Thereafter, both the Appellant and the Respondent filed Applications before the Commercial Court and the 12th Additional District Judge, District and Sessions Court at Surat (Commercial Court) under Section 9 of the Arbitration Act seeking interim measures of protection from the Court during ongoing arbitration proceedings.
As the Arbitral Tribunal was constituted, the Appellant filed an Application seeking transfer of arbitration proceedings from Commercial Court to the Arbitral Tribunal constituted by the High Court. The Commercial Court dismissed the said Application filed by the Appellant, vide its Order dated 16-07-2021 on the ground that it had already concluded the proceedings before it and reserved the matter for Orders.
The Appellant filed a Civil Application No.10492 of 2021 in the High Court under Article 227 of the Constitution of India challenging the Order dated 16-07-2021 passed by the Commercial Court. The High Court, vide its Order dated 17-08-2021 held that the Commercial Court has the power to consider whether the remedy under Section 17 of the Arbitration Act is inefficacious and pass necessary orders under Section 9 of the said Arbitration Act.
The High Court Order dated 17-08-2021 was challenged by the Appellant before the Supreme Court in an Appeal. The Hon’ble Apex Court has observed and held that:
1) Section 9 (3) of the Arbitration Act provides that once an Arbitral Tribunal has been constituted, the Court shall not entertain an application under Section 9, unless the Court finds that circumstances exist which may not render, the remedy provided under Section 17 efficacious. Section 9 (3) of the Arbitration Act is reproduced below:
“Once an Arbitral Tribunal has been constituted, the Court shall not entertain such an application, unless the Court finds that circumstances exist which may not render, the remedy provided under Section 17 efficacious.”
2) It is well settled that the expression “entertain” means to consider an application and the issues that have been raised by applying mind. When a case is entertained by a court it means to include the stage of taking up the matter for consideration till the stage of pronouncement of judgment.

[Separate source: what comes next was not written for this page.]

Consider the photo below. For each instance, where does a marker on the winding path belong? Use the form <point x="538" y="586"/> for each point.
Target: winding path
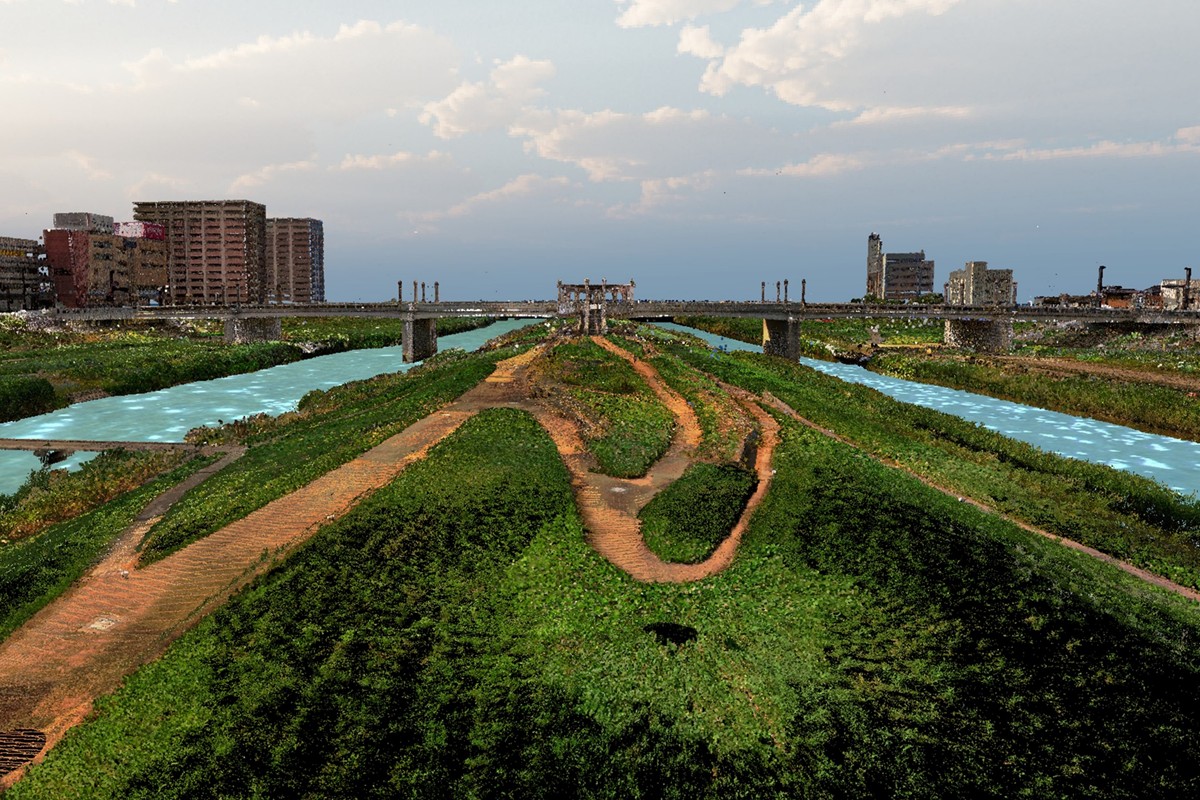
<point x="120" y="617"/>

3) The Apex Court observed that once an arbitral tribunal is constituted, the Court cannot take up a Section 9 application for consideration, unless the remedy under Section 17 is inefficacious. However, once an application is entertained, in the sense that it is taken up for consideration, and the Court has applied its mind, in such case, the Court can certainly proceed to adjudicate the Section 9 application.
4) The Court interpreted Section 9 read with Section 17 of the Arbitration Act and observed that once an arbitral tribunal is constituted, the Court would not entertain and/or in other words take up for consideration and apply its mind to a Section 9 application for interim relief, unless the remedy under Section 17 is inefficacious, even though the Section 9 application may have been filed before the constitution of the arbitral tribunal. The bar of Section 9(3) of the Arbitration Act would not operate, once an application has been entertained and taken up for consideration by a court.

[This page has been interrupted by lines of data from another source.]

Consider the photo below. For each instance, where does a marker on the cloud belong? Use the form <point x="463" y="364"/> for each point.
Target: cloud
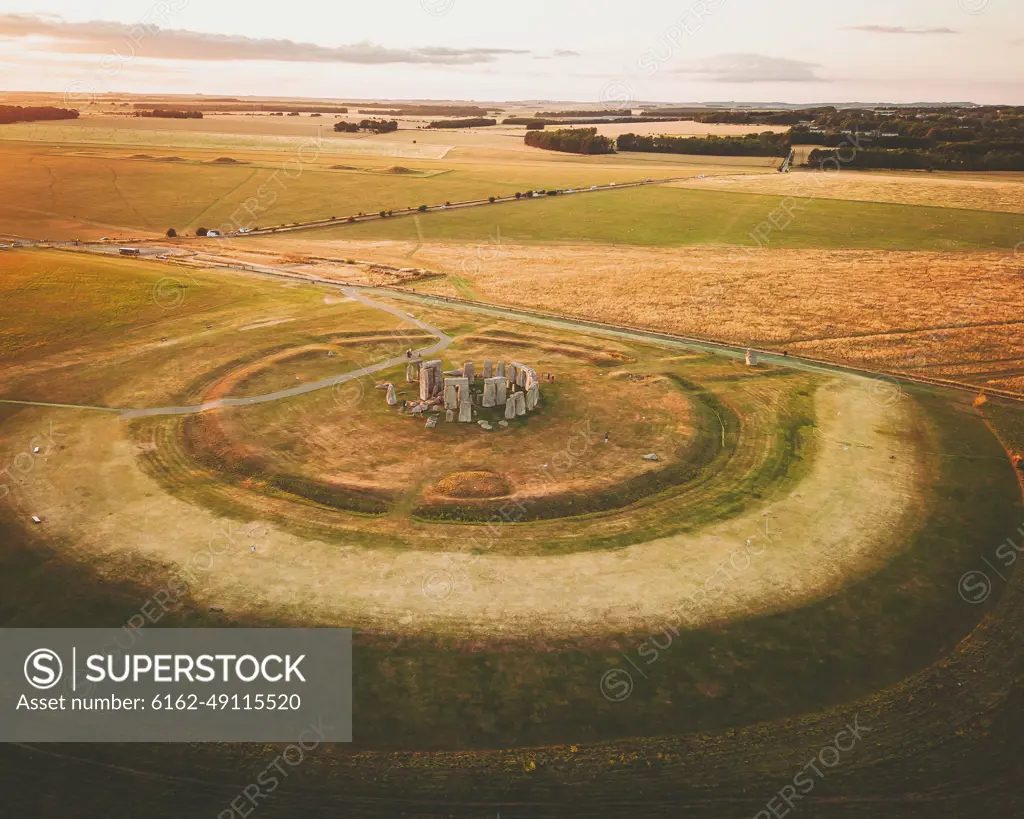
<point x="107" y="38"/>
<point x="901" y="30"/>
<point x="557" y="54"/>
<point x="752" y="69"/>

5) It further said that intent behind Section 9(3) is not to turn back the clock and require a matter already reserved for orders, to be considered in entirety by the Arbitral Tribunal under Section 17 of the Arbitration Act.
6) The Court pointed out that the principles for grant of interim relief are (i) good prima facie case, (ii) balance of convenience in favour of grant of interim relief and (iii) irreparable injury or loss to the applicant for interim relief. Unless applications for interim measures are decided expeditiously, irreparable injury or prejudice may be caused to the party seeking interim relief.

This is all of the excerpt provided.